The flag06 account credentials came from a legacy unix system.
Most Linux systems use a shadow password file. The normal /etc/passwd file is visible in the open (it is used to map userid -> name etc.), but it has no password hashs. These are stored in /etc/shadow, which is permissioned such that unprivileged users can’t see the hashes.
So, let’s take a look at /etc/passwd:
level06@nebula:~$ cat /etc/passwd | grep flag06 flag06:ueqwOCnSGdsuM:993:993::/home/flag06:/bin/sh level06@nebula:~$ cat /etc/passwd | grep level06 level06:x:1007:1007::/home/level06:/bin/sh
Compare level06 (a normal account) to flag06 (legacy). ueqwOCnSGdsuM is the hash of their password.
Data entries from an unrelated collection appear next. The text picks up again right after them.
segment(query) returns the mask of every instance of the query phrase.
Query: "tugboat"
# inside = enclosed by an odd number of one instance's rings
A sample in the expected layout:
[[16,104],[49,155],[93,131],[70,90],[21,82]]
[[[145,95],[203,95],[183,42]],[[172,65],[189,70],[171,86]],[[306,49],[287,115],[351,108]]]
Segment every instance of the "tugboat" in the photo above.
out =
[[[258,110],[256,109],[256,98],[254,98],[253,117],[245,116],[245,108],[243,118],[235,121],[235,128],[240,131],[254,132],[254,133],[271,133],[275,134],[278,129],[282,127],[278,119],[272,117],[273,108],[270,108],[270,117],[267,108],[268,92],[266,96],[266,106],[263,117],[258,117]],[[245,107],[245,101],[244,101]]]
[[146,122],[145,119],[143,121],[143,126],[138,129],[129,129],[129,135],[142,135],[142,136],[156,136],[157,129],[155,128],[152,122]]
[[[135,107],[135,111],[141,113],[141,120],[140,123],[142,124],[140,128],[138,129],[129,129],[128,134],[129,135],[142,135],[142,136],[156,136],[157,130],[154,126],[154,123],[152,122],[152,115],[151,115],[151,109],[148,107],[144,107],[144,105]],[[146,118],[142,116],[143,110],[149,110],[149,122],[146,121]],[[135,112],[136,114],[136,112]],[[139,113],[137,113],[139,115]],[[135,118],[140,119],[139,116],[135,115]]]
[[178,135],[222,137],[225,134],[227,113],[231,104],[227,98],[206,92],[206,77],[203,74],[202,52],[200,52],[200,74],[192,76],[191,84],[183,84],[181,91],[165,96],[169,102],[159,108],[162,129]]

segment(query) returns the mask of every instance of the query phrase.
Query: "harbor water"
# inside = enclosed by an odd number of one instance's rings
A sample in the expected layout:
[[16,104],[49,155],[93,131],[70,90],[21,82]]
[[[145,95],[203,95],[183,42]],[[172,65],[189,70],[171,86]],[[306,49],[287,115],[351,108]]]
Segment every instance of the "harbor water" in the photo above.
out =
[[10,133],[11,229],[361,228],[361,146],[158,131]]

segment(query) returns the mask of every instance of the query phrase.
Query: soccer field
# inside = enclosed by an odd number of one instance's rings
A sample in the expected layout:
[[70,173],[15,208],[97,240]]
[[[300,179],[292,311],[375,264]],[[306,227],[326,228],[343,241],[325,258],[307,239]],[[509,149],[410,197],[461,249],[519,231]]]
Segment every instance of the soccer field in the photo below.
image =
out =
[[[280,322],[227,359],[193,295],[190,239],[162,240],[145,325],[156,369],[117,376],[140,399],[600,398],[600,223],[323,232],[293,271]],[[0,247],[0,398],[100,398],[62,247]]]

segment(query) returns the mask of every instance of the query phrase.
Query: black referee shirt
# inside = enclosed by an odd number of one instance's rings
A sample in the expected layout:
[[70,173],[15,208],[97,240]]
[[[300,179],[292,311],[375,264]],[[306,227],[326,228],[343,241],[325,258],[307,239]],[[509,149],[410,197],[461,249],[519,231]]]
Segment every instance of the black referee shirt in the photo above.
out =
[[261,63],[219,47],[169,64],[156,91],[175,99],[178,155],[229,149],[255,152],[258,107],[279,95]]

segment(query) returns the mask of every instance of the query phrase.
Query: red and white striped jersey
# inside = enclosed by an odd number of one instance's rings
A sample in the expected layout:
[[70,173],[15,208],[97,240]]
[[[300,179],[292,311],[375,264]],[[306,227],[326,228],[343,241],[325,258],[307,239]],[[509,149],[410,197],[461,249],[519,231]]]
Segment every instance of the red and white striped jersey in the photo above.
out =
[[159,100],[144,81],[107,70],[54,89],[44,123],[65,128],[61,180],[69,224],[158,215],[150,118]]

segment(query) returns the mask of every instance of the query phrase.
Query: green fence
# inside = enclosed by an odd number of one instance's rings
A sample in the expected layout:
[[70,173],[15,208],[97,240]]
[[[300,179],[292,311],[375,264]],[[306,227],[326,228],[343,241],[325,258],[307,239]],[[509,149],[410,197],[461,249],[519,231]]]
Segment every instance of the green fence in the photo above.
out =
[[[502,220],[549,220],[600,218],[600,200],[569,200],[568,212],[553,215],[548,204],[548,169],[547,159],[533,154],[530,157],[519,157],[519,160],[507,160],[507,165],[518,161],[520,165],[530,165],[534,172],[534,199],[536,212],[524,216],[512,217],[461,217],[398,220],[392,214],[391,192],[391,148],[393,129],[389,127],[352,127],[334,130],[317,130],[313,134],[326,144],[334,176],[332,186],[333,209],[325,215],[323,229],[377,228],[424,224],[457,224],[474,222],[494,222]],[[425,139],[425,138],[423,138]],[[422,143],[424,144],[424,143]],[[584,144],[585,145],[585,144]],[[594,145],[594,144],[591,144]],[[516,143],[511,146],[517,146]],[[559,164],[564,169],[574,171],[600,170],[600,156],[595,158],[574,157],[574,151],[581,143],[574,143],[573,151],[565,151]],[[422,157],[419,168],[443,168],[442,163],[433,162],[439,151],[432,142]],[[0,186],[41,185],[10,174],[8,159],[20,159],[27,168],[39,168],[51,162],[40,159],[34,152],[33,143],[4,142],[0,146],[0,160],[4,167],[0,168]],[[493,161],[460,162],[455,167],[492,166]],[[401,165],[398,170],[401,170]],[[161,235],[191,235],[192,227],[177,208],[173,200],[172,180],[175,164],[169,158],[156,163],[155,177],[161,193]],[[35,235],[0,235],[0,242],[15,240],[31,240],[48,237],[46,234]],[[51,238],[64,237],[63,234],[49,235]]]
It’s been a long time since I have done this, but the go-to password cracker was always John the Ripper, and it still appears to be that way.
This is available as a package in Ubuntu, so it could be installed with sudo apt-get install john. I don’t know the sudo password, so I can’t install this in the Nebula VM without using the admin account they give you. It’s perfectly possible to install it on your local machine, copy the passwd file across, and crack it there though.
andrew@Andrews-MacBook-Pro:~/nebula$ john passwd Loaded 1 password hash (Traditional DES [128/128 BS SSE2-16]) hello (flag06) guesses: 1 time: 0:00:00:00 100% (2) c/s: 75300 trying: 123456 - marley Use the "--show" option to display all of the cracked passwords reliably
I ran it on my Mac and it got the password very quickly – it’s just hello. Login and run getflag.
I haven’t managed to find an online password cracker that deals with this type of password hash, which is surprising. It is quite old-school though.